When a group of third graders freed 72,000 ladybugs inside the Mall of America, it looked as though "A Bug's Life" met "War of the Worlds."

But seriously, it was not to perform a collaborative Hollywood rendition, rather it was meant to get rid of pesky aphids that were eating away the tropical plants occupying the mall.

"Ladybugs are what I like to call, sort of a biological defense system," the MOA's Senior Manager of Environmental Services Lydell Newby, told KARE 11.

Yes, ladybugs have an insatiable appetite for aphids, and because of an Earth Day event, the mall wanted to implement an environmental-friendly way to remove the aphids.
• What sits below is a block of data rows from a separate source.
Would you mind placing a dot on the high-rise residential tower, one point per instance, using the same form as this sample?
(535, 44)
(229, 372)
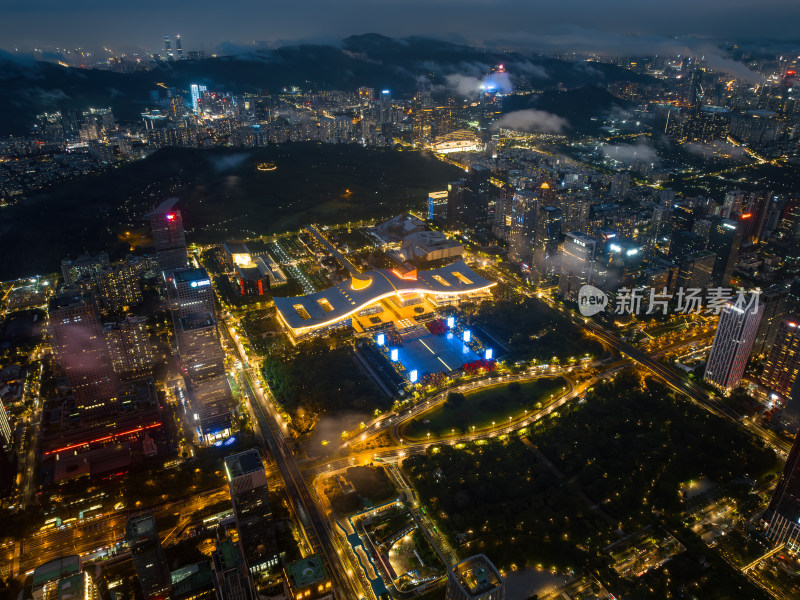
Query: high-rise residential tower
(736, 332)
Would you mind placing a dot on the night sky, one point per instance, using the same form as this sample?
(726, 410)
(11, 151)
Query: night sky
(522, 24)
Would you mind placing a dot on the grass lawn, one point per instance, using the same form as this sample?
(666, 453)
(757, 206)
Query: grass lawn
(480, 408)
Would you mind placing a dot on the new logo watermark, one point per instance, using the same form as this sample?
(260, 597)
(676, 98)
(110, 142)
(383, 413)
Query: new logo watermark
(634, 301)
(591, 300)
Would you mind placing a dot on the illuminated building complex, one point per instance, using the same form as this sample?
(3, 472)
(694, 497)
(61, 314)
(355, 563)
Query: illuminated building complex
(247, 481)
(80, 348)
(783, 360)
(577, 264)
(307, 578)
(305, 314)
(475, 578)
(524, 205)
(170, 240)
(132, 354)
(189, 292)
(149, 561)
(231, 578)
(203, 362)
(736, 332)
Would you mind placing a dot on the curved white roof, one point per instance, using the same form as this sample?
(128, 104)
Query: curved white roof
(341, 301)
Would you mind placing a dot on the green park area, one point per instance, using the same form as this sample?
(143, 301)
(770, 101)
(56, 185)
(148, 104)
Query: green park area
(461, 412)
(222, 195)
(314, 379)
(591, 475)
(530, 329)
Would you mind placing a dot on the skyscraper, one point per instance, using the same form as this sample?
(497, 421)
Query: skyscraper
(196, 93)
(189, 292)
(202, 361)
(80, 348)
(437, 206)
(546, 239)
(385, 107)
(783, 513)
(524, 206)
(456, 202)
(231, 578)
(736, 332)
(724, 240)
(774, 299)
(149, 561)
(5, 426)
(577, 264)
(475, 578)
(170, 240)
(247, 481)
(783, 360)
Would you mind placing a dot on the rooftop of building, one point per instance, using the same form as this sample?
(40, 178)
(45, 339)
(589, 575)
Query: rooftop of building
(243, 463)
(140, 526)
(477, 575)
(306, 571)
(346, 298)
(196, 321)
(64, 566)
(190, 275)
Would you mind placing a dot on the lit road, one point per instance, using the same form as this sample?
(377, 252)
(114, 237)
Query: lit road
(317, 528)
(92, 534)
(690, 389)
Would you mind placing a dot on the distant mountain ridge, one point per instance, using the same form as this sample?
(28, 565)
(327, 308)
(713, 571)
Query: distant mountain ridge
(29, 87)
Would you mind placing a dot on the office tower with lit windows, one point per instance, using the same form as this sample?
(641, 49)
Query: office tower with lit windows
(437, 206)
(170, 240)
(783, 361)
(247, 481)
(196, 91)
(733, 340)
(782, 516)
(725, 239)
(475, 578)
(546, 239)
(190, 291)
(148, 556)
(6, 437)
(695, 270)
(132, 353)
(577, 264)
(456, 202)
(385, 107)
(118, 287)
(524, 206)
(80, 348)
(83, 267)
(231, 578)
(202, 361)
(774, 299)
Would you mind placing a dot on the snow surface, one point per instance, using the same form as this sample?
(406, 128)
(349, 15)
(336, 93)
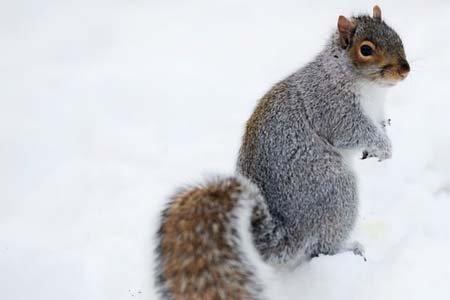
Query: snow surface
(107, 106)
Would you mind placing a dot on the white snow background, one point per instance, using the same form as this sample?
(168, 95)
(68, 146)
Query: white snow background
(107, 106)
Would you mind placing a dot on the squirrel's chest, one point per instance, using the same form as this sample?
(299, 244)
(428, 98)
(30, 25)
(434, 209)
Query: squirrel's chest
(372, 99)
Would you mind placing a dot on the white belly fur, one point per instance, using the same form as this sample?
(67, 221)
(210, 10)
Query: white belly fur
(372, 100)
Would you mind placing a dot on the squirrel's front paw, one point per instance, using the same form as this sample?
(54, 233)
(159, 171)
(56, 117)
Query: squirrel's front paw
(382, 151)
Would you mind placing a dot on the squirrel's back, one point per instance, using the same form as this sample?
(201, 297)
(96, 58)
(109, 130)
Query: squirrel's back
(204, 243)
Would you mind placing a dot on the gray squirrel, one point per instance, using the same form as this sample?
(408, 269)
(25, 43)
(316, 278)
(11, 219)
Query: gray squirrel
(294, 194)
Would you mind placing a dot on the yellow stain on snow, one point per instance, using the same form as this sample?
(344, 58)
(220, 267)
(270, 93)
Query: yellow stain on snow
(375, 229)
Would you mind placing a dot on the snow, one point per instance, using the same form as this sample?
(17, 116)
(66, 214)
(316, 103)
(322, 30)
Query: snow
(107, 106)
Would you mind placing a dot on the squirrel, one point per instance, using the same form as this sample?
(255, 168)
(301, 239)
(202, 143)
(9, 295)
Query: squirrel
(294, 195)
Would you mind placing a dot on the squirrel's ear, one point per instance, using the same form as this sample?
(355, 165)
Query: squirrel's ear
(377, 13)
(346, 29)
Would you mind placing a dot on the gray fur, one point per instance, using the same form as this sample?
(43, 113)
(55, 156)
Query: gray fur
(294, 154)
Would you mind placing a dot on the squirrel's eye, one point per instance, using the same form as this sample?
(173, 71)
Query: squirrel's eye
(366, 50)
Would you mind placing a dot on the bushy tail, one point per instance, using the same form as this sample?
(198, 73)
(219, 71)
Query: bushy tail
(204, 243)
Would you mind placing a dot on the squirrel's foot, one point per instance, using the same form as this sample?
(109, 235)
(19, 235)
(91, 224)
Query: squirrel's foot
(357, 248)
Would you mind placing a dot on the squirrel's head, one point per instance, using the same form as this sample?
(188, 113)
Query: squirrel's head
(374, 48)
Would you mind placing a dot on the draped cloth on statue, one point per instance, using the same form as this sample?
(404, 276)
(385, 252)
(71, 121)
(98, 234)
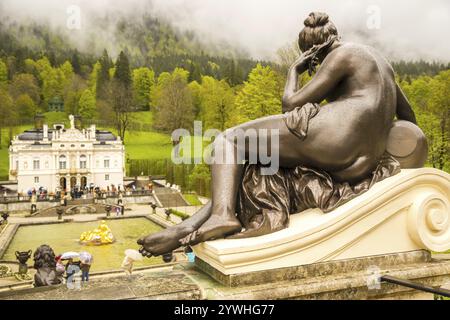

But some customers voiced their complaints against MOA, fearing the ladybug deliverance spilled infestation into the food court.

But if you were given the choice to dine with ladybugs or aphids, which would you choose?

Before you decide, there is one primary reason why ladybugs are healthy for people. It cuts the pesticide out of our diet.

According to the Environmental Protection Agency, some pesticides containing organophosphates and carbamates interact with the nervous system, while other contaminants aggravate the eyes and skin. Even worse, some pesticides could be carcinogenic, disrupt hormones regulation, or interrupt the reproductive system.

If chemical controls were used, it could have partly reduced the number of aphids infesting the plants while also contaminating neighboring properties or even mixing with water system.

Aphids have a voracious appetite for vegetables and pass on viruses to squash, cucumbers, pumpkins, melons, lettuces and bok choy, among others, according to the University of California Agriculture and Natural Resources.

So even if we can't contract those plant infections, no one wants to munch on damaged honeydews or toxic-injected wheat products.

"We've been doing this for years," the MOA spokesperson said. "No ladybug takeover yet. Chances are, you've visited the mall during this short period and have never noticed them. They are completely harmless."

The mall, located in Bloomington, Minn., has been green since 1992, according to the MOA blog. It recycles more than 2,400 tons of food waste for farms making enough to feed a million hogs a year, and converts 600,000 pounds of fryer fat from the restaurant into bio-diesel that powers the mall's security automobiles.